Decentralized Identity Federation Using Blockchain for Cross-Organizational Access
摘要
This paper proposes an approach that combines the Federated Identity Management (FIM) framework with blockchain technology to support decentralized Single Sign-On (SSO). Using Self-Sovereign Identity (SSI) for privacy and interoperability alongside smart contracts and a permissioned blockchain operating under the Practical Byzantine Fault Tolerance (PBFT) consensus algorithm the framework enhances the scope of security. As a proof of concept, with a modest three permissioned nodes using a simple Python implementation, the system performs with an authentication latency of 1.2 s and a throughput of 50 transactions per second at 1,000 users.

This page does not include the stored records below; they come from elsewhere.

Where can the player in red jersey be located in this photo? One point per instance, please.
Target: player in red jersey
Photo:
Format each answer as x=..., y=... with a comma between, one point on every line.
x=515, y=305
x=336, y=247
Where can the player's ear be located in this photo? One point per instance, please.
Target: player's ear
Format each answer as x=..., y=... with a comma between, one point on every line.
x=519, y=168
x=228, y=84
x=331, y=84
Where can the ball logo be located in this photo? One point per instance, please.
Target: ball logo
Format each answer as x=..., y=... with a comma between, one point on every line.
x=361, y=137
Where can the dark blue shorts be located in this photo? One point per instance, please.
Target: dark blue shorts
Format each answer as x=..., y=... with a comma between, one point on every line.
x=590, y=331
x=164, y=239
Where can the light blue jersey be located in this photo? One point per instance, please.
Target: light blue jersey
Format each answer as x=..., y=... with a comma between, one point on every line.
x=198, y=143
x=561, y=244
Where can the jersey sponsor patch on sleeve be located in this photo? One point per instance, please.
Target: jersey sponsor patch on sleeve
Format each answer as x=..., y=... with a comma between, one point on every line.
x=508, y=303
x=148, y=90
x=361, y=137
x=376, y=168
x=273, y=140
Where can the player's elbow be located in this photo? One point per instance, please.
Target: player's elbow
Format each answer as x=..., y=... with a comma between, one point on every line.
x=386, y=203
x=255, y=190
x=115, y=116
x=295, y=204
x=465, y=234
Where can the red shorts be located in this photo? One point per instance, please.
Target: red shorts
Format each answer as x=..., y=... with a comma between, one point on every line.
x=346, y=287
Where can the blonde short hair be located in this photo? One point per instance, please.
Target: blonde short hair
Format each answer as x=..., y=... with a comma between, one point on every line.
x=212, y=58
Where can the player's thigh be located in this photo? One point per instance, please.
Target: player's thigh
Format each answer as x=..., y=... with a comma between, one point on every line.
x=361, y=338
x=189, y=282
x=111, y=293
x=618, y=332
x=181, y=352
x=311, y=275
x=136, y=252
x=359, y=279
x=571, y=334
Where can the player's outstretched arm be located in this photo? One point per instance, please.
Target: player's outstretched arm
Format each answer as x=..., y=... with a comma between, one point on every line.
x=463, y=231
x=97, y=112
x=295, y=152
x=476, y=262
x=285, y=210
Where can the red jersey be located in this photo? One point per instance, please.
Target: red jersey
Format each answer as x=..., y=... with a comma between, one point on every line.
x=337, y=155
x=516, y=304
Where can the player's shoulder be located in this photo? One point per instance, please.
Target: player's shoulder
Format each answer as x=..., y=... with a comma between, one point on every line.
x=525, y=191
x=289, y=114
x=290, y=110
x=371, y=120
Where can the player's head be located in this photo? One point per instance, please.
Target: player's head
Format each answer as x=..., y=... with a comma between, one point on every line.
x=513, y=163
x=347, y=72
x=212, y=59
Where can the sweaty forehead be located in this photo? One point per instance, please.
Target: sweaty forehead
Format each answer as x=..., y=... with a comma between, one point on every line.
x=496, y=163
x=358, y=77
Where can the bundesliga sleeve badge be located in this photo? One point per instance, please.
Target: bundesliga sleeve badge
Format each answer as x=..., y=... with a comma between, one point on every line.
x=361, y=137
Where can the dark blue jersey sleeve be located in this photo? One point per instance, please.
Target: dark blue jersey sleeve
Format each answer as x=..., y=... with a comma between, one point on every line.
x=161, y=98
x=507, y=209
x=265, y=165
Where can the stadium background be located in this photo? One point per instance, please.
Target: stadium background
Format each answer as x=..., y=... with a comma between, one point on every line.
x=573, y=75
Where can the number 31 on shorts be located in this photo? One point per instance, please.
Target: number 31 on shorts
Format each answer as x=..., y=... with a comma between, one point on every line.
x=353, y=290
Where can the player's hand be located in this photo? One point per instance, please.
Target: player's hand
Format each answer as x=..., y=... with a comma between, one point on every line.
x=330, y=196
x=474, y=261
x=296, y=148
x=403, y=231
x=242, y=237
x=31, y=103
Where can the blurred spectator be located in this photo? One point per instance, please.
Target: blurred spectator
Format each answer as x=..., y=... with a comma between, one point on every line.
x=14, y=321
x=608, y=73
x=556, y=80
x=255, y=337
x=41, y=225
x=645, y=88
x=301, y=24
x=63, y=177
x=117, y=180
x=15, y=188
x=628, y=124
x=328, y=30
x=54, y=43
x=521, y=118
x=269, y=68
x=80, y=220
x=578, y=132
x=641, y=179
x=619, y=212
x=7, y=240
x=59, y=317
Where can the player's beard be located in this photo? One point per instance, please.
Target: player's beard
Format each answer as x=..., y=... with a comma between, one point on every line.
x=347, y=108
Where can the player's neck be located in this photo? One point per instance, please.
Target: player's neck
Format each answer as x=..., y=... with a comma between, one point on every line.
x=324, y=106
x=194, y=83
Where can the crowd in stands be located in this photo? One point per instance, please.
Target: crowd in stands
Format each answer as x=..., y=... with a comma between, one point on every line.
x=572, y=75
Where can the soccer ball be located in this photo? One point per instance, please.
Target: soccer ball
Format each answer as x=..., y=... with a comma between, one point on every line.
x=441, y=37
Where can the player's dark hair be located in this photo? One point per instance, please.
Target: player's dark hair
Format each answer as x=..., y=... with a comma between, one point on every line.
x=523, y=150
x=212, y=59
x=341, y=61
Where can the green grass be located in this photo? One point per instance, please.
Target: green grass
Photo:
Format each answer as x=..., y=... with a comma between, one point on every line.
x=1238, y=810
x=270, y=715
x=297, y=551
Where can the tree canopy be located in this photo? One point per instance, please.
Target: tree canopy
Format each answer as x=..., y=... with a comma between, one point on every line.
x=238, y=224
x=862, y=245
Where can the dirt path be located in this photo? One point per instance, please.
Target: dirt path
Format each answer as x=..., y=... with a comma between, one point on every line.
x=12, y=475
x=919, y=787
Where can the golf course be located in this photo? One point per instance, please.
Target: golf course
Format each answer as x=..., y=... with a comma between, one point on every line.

FIM, paired with our protocol, greatly improves the security and auditing functionalities when compared to SAML and OAuth, yet falls behind in scalability. During testing, the system proved to withstand brute-force and distributed denial-of-service attacks. Its implementation might span across various industries, including healthcare and education, maintaining the specifications of the General Data Protection Regulation (GDPR) framework. The framework will be strengthened by the deployment of zero-knowledge proofs (ZKPs); scalability enhancements will be evaluated using layer-2 solutions; and validations from pilot implementations will shape the future direction of the project.